Wrong. é belongs to 'extended ascii' (latin1 indeed). In both Unicode and latin1 it has codepoint value of 0xE9, but when encoded in utf-8 it becomes two-byte sequence 0xC3 0xA9, while in latin1 it's stored as literal 0xE9 byte. This is so if we're talking about fully composed unicode form (NFC). In fully decomposed form (NFD) é is represented as two characters (not to be confused with bytes), first being literal 'e' and second is a combining acute accent (U+0301), giving the overall utf-8 sequence of three bytes: 0x65 0xCC 0x81.
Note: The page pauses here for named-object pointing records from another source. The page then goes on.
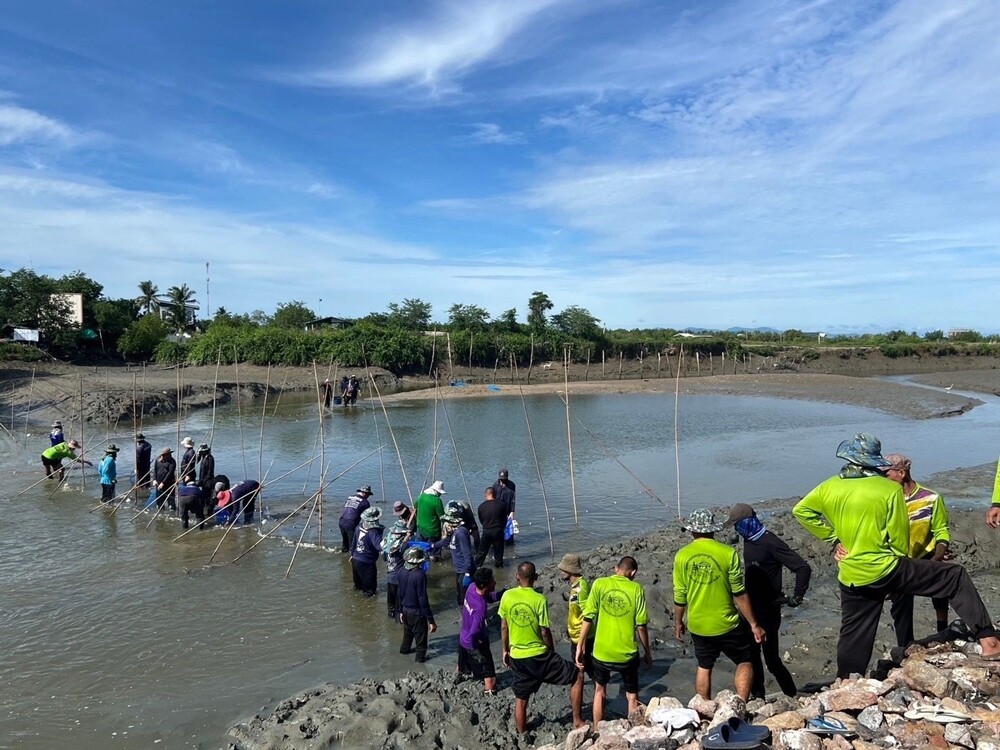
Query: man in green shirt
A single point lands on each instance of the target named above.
(709, 589)
(862, 514)
(571, 571)
(53, 456)
(618, 604)
(428, 509)
(527, 646)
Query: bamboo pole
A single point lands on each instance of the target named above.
(309, 500)
(392, 434)
(677, 444)
(322, 461)
(569, 437)
(261, 488)
(31, 389)
(538, 468)
(239, 410)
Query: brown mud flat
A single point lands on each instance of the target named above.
(432, 708)
(112, 394)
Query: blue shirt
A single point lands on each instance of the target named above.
(108, 470)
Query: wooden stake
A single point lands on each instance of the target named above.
(569, 437)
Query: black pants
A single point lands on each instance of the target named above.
(365, 577)
(167, 495)
(902, 614)
(392, 591)
(769, 618)
(188, 505)
(415, 629)
(861, 606)
(346, 536)
(491, 540)
(247, 504)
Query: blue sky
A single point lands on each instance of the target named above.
(819, 165)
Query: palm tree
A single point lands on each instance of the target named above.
(147, 300)
(180, 298)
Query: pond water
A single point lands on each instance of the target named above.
(114, 635)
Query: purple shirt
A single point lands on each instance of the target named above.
(473, 632)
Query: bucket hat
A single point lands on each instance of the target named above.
(863, 450)
(571, 564)
(702, 521)
(436, 489)
(738, 512)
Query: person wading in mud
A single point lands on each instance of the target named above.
(709, 589)
(527, 646)
(862, 514)
(929, 540)
(764, 555)
(618, 605)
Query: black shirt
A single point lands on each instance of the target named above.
(764, 560)
(493, 516)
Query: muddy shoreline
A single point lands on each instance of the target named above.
(35, 395)
(432, 708)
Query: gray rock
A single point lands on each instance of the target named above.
(871, 718)
(797, 739)
(646, 738)
(925, 678)
(576, 738)
(705, 708)
(958, 734)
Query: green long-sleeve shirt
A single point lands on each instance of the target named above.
(868, 516)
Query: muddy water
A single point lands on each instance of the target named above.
(114, 636)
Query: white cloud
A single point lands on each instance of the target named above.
(460, 36)
(491, 133)
(20, 125)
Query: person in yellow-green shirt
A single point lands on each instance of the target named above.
(571, 571)
(709, 590)
(618, 604)
(862, 514)
(929, 539)
(993, 514)
(527, 646)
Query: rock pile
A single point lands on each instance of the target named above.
(940, 696)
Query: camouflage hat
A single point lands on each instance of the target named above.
(702, 521)
(414, 557)
(863, 450)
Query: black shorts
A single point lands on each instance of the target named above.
(737, 644)
(588, 657)
(629, 670)
(535, 671)
(479, 660)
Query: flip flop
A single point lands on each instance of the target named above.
(724, 738)
(937, 714)
(824, 725)
(746, 729)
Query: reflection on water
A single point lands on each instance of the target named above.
(113, 634)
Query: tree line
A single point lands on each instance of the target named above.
(403, 338)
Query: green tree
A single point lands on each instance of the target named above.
(468, 317)
(577, 322)
(180, 298)
(538, 305)
(411, 315)
(113, 318)
(142, 337)
(147, 299)
(292, 314)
Re: Unicode regex -- accented 'e' causing issues in splitting
Posted: Wed May 27, 2009 2:30 am
by prometheuzz
Weirdan wrote:prometheuzz wrote:I mean, the 'é' is nothing special: it's just part of the ASCII set, so AFAIK, the encoding doesn't matter much, right?
Wrong. é belongs to 'extended ascii' (latin1 indeed). In both Unicode and latin1 it has codepoint value of 0xE9, but when encoded in utf-8 it becomes two-byte sequence 0xC3 0xA9, while in latin1 it's stored as literal 0xE9 byte. This is so if we're talking about fully composed unicode form (NFC). In fully decomposed form (NFD) é is represented as two characters (not to be confused with bytes), first being literal 'e' and second is a combining acute accent (U+0301), giving the overall utf-8 sequence of three bytes: 0x65 0xCC 0x81.
Ah, I see, thanks for the info Weirdan.